Ventisei anni fa, sembra ieri, il ricordo ancora vivo della dichiarazione di morte di Ilaria Alpi, una struggente notizia che ha infranto il cuore di milioni di italiani e, che lo strugge ancora, non essendoci oggi, una verità sulla tragedia di Mogadiscio. Il 20 marzo del 1994, la Alpi e Hrovatin vengono trovati morti,uccisi senza pietà, con un colpo d’arma da fuoco alla testa, nei pressi dell’ambasciata italiana a Mogadiscio, mentre facevano ritorno dalla città di Bosaso.Per lungo tempo La famiglia della reporter si è battuta con forza contro i depistaggi sugli omicidi. Inizialmente, l’arresto è avvenuto per Hashi Omar Hassa, cittadino somalo finito dietro le sbarre da innocente, che ha scontato ingiustamente 17 anni di carcere.
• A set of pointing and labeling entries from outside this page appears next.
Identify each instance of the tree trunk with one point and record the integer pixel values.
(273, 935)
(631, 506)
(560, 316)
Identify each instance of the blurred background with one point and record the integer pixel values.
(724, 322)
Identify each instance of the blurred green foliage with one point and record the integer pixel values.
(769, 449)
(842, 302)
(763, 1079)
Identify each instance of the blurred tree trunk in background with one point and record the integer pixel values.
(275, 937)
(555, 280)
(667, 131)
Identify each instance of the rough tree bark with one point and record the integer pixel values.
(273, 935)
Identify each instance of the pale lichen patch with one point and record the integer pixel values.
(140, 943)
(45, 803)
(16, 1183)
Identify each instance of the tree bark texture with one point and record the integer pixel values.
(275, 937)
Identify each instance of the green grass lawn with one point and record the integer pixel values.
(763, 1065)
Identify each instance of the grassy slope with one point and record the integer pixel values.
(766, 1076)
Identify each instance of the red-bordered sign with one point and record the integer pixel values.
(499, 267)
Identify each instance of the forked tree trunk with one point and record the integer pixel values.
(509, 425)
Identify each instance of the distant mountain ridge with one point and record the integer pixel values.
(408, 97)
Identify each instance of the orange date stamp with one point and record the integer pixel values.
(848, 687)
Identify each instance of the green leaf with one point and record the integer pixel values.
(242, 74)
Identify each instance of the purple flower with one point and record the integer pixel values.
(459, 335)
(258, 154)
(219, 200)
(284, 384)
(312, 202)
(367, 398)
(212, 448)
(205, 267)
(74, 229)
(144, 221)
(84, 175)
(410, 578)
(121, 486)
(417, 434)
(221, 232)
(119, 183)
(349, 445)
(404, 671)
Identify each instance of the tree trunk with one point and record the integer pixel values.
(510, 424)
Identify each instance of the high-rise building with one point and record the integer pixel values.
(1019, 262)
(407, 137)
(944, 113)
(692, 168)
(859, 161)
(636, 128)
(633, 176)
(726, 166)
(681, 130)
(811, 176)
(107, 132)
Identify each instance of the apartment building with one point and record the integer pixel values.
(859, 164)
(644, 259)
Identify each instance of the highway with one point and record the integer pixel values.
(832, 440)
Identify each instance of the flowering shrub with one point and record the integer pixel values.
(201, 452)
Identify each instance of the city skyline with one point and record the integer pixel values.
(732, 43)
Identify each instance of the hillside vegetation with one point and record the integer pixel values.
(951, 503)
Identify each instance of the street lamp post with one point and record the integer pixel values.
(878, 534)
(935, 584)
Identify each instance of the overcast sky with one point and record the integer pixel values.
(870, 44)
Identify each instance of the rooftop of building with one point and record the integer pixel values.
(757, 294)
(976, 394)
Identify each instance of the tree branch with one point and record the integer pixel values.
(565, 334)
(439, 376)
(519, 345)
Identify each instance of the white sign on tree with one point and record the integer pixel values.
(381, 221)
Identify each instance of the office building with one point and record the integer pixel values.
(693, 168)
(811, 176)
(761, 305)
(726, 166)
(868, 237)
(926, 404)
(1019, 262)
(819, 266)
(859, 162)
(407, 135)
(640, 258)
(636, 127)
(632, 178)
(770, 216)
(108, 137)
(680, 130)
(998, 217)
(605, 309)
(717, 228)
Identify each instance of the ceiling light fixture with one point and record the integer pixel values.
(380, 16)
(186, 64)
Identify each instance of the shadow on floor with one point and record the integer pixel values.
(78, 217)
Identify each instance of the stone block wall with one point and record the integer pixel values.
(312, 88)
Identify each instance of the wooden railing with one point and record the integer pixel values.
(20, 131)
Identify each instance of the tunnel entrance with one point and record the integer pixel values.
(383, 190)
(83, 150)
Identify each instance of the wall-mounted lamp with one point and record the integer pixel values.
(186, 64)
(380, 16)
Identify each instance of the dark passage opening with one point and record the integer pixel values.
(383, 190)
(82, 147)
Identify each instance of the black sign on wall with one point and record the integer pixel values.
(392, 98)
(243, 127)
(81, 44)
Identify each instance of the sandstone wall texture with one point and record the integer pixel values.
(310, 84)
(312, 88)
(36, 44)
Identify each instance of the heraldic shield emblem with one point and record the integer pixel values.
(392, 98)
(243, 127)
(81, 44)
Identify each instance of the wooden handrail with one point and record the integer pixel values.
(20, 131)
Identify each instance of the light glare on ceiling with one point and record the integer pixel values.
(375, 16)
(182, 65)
Siamo ormai nel 2020,nei prossimi giorni, la Procura di Roma potrebbe esprimersi: sapremo allora, la sussistenza di reali novità investigative tali da rimettere mano sull’inchiesta o se invece i magistrati sceglieranno la strada del silenzio con una richiesta di archiviazione.
Un quarto di secolo e piu’, e’ trascoro senza scoprire chi furono i mandanti dell’inviata del Tg3 ed il suo operatore, freddati a colpi di kalashnikov. Ma soprattutto chi, in un secondo momento, ha fatto in modo che il caso venisse arricchito da depistaggi, ostacolando la verità. Perchè? Armi e rifiuti tossici, erano questi i temi al centro delle indagini che Ilaria Alpi stava compiendo nei primi anni Novanta, nelle quali era stata scoperta la presunta complicità dei servizi segreti italiani. Dopo un’intervista al sultano di Bosaso che riferì all’inviata di presunti rapporti intercorsi negli anni Ottanta tra alcuni funzionari italiani e il governo di Siad Barre ,come non per caso, Ilaria verra’ uccisa poche ore dopo.
In una prima consulenza era emersa l’ipotesi dei colpi esplosi a distanza, successivamente si parlò di una vera e propria esecuzione. Tentativi di occultare la verità?
Oggi giunge in concomitanza del tragico anniversario, c’e’ il termine disposto dal giudice per le indagini preliminari di Roma, Andrea Fanelli, che lo scorso ottobre, nel respingere la terza richiesta di archiviazione presentata dalla procura ha disposto nuovi accertamenti investigativi da svolgere in 180 giorni. La speranza di molti è che in questi sei mesi la Procura di Roma abbia raccolto elementi, per chiarire una volta e per tutte lo scenario reale di quanto accaduto a Mogadiscio, tali da permettere la riapertura d’inchiesta che magari, altri vorrebbero chiusa e, senza colpevoli.